Minimum Path Sum - LeetCode 64 Solution in python

Minimum Path Sum medium

Problem Statement

Given a m x n grid filled with non-negative numbers, find a path from top left to bottom right which minimizes the sum of all numbers along its path.

You can only move either down or right at any point in time.

Example 1

Input: grid = [[1,3,1],[1,5,1],[4,2,1]] Output: 7 Explanation: Because the path 1 → 3 → 1 → 1 → 1 minimizes the sum.

Example 2

Input: grid = [[1,2,3],[4,5,6]] Output: 12

Steps

Initialization: Create a DP table (2D array) of the same size as the grid. Initialize the top-left cell of the DP table with the value of the top-left cell in the grid.
First Row and First Column: Fill the first row and the first column of the DP table. For the first row, each cell's value is the sum of the values of the cells to its left in the grid. Similarly, for the first column, each cell's value is the sum of the values of the cells above it in the grid.
Iteration: Iterate through the rest of the DP table.
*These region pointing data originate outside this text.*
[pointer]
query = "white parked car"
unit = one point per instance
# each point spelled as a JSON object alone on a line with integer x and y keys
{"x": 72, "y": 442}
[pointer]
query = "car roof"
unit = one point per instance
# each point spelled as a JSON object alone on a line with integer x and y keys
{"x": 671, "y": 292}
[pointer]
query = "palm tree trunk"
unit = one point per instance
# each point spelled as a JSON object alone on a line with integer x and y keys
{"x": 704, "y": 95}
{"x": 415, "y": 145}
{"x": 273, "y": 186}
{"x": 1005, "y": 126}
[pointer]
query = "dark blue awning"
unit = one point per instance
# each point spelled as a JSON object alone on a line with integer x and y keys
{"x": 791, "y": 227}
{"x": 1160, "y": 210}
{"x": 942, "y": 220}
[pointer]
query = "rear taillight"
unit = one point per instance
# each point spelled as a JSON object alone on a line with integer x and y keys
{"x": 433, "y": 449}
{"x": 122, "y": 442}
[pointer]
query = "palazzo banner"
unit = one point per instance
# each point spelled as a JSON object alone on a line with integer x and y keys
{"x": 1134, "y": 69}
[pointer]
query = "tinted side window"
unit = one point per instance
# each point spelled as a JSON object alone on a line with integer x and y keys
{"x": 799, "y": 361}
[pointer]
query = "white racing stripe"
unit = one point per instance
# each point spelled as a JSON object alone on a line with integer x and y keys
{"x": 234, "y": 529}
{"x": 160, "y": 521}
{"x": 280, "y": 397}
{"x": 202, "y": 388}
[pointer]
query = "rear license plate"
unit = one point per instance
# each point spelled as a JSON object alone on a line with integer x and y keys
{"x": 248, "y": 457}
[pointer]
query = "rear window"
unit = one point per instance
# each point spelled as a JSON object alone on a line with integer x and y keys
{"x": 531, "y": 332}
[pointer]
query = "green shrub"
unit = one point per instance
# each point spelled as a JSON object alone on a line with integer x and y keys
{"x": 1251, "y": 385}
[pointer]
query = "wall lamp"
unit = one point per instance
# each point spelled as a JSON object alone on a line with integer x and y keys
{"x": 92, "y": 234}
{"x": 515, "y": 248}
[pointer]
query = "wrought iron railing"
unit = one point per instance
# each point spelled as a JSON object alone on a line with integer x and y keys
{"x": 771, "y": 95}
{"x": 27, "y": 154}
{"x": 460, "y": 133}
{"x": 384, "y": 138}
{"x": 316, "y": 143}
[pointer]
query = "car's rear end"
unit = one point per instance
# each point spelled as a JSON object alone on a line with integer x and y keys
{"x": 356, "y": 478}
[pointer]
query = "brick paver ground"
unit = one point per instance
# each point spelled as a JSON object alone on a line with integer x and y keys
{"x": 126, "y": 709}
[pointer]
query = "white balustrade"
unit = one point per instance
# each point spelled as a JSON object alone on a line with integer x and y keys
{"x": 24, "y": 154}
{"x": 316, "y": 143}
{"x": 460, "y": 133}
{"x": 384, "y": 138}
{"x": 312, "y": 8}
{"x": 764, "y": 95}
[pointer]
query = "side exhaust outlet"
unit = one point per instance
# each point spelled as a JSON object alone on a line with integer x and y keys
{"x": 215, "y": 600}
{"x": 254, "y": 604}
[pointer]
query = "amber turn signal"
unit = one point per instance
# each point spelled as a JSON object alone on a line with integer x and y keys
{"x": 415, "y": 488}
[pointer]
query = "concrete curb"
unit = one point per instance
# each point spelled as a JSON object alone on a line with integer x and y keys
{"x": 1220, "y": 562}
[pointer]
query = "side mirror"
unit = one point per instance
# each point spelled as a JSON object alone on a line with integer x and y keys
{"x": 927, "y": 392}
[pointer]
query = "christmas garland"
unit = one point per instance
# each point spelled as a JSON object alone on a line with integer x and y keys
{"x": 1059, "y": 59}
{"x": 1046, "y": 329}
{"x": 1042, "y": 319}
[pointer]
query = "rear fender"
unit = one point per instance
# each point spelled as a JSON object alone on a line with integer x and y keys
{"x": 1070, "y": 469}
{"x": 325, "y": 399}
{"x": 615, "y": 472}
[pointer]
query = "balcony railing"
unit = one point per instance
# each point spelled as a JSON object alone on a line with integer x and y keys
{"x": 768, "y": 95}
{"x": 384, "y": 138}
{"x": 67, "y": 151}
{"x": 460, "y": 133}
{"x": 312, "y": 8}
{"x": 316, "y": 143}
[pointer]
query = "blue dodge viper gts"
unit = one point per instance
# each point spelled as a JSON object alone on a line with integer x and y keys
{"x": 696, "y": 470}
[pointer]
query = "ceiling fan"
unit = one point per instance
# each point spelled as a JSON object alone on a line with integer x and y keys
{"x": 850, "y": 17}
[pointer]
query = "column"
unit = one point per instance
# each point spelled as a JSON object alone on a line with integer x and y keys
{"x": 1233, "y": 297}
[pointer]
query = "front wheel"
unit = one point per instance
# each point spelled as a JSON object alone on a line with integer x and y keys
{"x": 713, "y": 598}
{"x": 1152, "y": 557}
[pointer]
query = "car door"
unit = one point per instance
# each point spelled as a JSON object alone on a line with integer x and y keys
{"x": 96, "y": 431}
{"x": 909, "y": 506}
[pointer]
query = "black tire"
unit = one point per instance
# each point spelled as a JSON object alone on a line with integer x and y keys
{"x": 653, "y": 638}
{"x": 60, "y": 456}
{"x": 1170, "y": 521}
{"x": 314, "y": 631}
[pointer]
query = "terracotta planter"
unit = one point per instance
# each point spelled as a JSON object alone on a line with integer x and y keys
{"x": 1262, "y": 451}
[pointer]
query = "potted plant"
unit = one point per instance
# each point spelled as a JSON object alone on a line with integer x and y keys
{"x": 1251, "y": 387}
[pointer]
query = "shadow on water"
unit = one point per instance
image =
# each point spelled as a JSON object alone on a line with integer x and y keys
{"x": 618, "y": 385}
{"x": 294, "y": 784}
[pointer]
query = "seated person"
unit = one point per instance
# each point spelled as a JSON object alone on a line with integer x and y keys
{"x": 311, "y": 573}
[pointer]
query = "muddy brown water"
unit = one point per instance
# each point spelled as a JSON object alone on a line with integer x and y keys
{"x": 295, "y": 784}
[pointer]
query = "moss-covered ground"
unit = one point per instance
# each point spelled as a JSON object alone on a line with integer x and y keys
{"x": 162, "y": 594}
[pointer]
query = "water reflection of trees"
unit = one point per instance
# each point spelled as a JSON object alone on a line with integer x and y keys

For each cell dp[i][j], its value represents the minimum path sum to reach that cell. This minimum sum is the smaller of two possibilities:
- The minimum path sum to reach the cell from the cell above (dp[i-1][j]) plus the current cell's value in the grid.
- The minimum path sum to reach the cell from the cell to the left (dp[i][j-1]) plus the current cell's value in the grid.
Result: The bottom-right cell of the DP table (dp[m-1][n-1]) contains the minimum path sum from the top-left to the bottom-right cell.

Explanation

This problem is a classic dynamic programming problem. The key idea is that the minimum path sum to reach a cell is dependent only on the minimum path sums to the cells above and to the left of it. By building up the solution from the top-left to the bottom-right, we can efficiently compute the minimum path sum. The DP table stores the minimum path sums for each cell, avoiding redundant calculations.

Code

class Solution {
    public int minPathSum(int[][] grid) {
        int m = grid.length;
        int n = grid[0].length;

        // Create DP table
        int[][] dp = new int[m][n];

        // Initialize top-left cell
        dp[0][0] = grid[0][0];

        // Initialize first row
        for (int i = 1; i < n; i++) {
            dp[0][i] = dp[0][i - 1] + grid[0][i];
        }

        // Initialize first column
        for (int i = 1; i < m; i++) {
            dp[i][0] = dp[i - 1][0] + grid[i][0];
        }

        // Iterate through the rest of the DP table
        for (int i = 1; i < m; i++) {
            for (int j = 1; j < n; j++) {
                dp[i][j] = Math.min(dp[i - 1][j], dp[i][j - 1]) + grid[i][j];
            }
        }

        // Return the minimum path sum
        return dp[m - 1][n - 1];
    }
}

Complexity

Time Complexity: O(m*n), where 'm' and 'n' are the dimensions of the grid. We iterate through the DP table once.
Space Complexity: O(m*n), due to the DP table. We can optimize this to O(min(m,n)) by using a 1D array if needed, but this would make the code slightly less readable.